Inbound Transactions (IBT):

Inbound Transactions (handling of incoming requests) are defined in two separate methods:

Map Local Memory: The user can "map" a memory buffer to a specific address space. The contents of the memory buffer can be accessed by the user application at any point in time. At the same time when the stack receives a request packet from a remote device it will automatically perform the response operation (read, write or lock) and will send a response packet back to the requester. The user has the option to be notified by the notification callback function when the transaction completes.

Transaction Handler: Similar to the Map Local Memory above the user can "register for" a specific address space instead of "mapping" local memory.

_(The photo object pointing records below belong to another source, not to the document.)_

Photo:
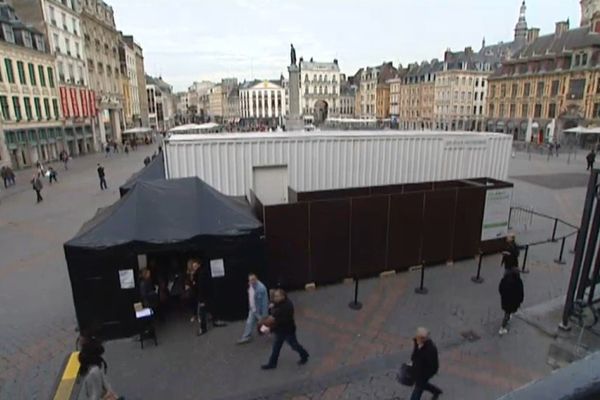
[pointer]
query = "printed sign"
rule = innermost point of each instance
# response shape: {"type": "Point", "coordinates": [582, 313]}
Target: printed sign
{"type": "Point", "coordinates": [496, 214]}
{"type": "Point", "coordinates": [217, 268]}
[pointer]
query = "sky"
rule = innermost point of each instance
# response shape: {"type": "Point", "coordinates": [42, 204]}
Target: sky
{"type": "Point", "coordinates": [194, 40]}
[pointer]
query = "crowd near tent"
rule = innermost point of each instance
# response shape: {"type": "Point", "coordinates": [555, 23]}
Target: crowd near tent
{"type": "Point", "coordinates": [151, 172]}
{"type": "Point", "coordinates": [167, 218]}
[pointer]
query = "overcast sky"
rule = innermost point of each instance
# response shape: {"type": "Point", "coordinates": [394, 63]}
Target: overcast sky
{"type": "Point", "coordinates": [194, 40]}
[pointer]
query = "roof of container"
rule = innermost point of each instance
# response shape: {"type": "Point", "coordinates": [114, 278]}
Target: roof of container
{"type": "Point", "coordinates": [326, 135]}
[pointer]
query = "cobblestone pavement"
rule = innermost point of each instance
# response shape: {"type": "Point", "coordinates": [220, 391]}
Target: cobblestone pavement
{"type": "Point", "coordinates": [353, 354]}
{"type": "Point", "coordinates": [37, 325]}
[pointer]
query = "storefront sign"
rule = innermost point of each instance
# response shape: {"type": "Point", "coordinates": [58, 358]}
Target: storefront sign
{"type": "Point", "coordinates": [496, 214]}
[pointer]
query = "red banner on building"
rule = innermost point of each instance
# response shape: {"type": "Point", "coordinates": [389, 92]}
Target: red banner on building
{"type": "Point", "coordinates": [74, 104]}
{"type": "Point", "coordinates": [93, 110]}
{"type": "Point", "coordinates": [64, 102]}
{"type": "Point", "coordinates": [84, 102]}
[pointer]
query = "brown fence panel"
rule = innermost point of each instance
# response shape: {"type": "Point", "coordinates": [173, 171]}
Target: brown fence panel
{"type": "Point", "coordinates": [287, 245]}
{"type": "Point", "coordinates": [330, 240]}
{"type": "Point", "coordinates": [406, 230]}
{"type": "Point", "coordinates": [469, 215]}
{"type": "Point", "coordinates": [438, 226]}
{"type": "Point", "coordinates": [369, 216]}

When the stack receives a request packet it will call the user-specified handler callback function. The user can then perform any operation within the callback function. Upon returning from the handler callback, the FireStack® may transmit a response packet. The notification callback function will be called after completion of the response process.

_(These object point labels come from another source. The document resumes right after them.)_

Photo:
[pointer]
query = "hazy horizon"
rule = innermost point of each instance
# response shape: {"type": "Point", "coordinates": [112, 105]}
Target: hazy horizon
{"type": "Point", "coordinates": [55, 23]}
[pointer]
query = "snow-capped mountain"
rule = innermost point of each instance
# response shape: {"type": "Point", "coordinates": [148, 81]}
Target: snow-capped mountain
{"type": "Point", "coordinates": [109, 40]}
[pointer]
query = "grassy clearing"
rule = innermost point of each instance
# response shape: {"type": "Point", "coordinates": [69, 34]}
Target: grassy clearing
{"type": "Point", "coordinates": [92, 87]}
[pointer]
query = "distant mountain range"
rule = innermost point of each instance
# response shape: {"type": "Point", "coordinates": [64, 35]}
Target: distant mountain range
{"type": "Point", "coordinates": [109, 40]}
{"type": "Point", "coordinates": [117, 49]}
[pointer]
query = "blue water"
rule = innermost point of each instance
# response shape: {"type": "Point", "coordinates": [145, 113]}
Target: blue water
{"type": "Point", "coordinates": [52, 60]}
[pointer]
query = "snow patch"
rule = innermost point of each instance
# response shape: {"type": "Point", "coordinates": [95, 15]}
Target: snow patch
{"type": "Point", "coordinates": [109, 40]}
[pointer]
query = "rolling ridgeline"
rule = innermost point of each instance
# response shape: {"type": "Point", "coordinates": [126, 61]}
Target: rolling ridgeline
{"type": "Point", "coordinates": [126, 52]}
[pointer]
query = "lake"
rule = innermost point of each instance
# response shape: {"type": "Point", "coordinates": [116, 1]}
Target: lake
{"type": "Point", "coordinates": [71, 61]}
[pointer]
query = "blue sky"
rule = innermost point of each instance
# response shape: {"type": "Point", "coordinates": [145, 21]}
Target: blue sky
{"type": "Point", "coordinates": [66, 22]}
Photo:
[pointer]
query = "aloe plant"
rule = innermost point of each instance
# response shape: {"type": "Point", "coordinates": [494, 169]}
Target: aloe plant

Outbound Transactions (OBT):

This module can be used to perform memory transactions (read, write, lock) on remote nodes. When a memory transaction is initiated FireStack® will automatically determine the maximum speed to the destination node by performing the needed PHY remote accesses.

Outbound Transactions can be used in the following ways with respect to result indication: In Blocking mode the TX functions will not return until the response packet is received and thus making the code sequential. In contrast to that the Non-Blocking mode can be used to initiate a series of “split” transactions i.e. a series of requests that are then followed by the corresponding - but not necessarily sequential - responses.

Isochronous Messaging:

The Isochronous Streaming modules build on the mechanisms for efficient data processing defined by OHCI and provide a flexible and user-friendly API around it. Linked lists of buffers can be setup by the user application and will be automatically processed by the Link Layer DMA engine. Notification mechanisms are available for buffer and/or packet completion.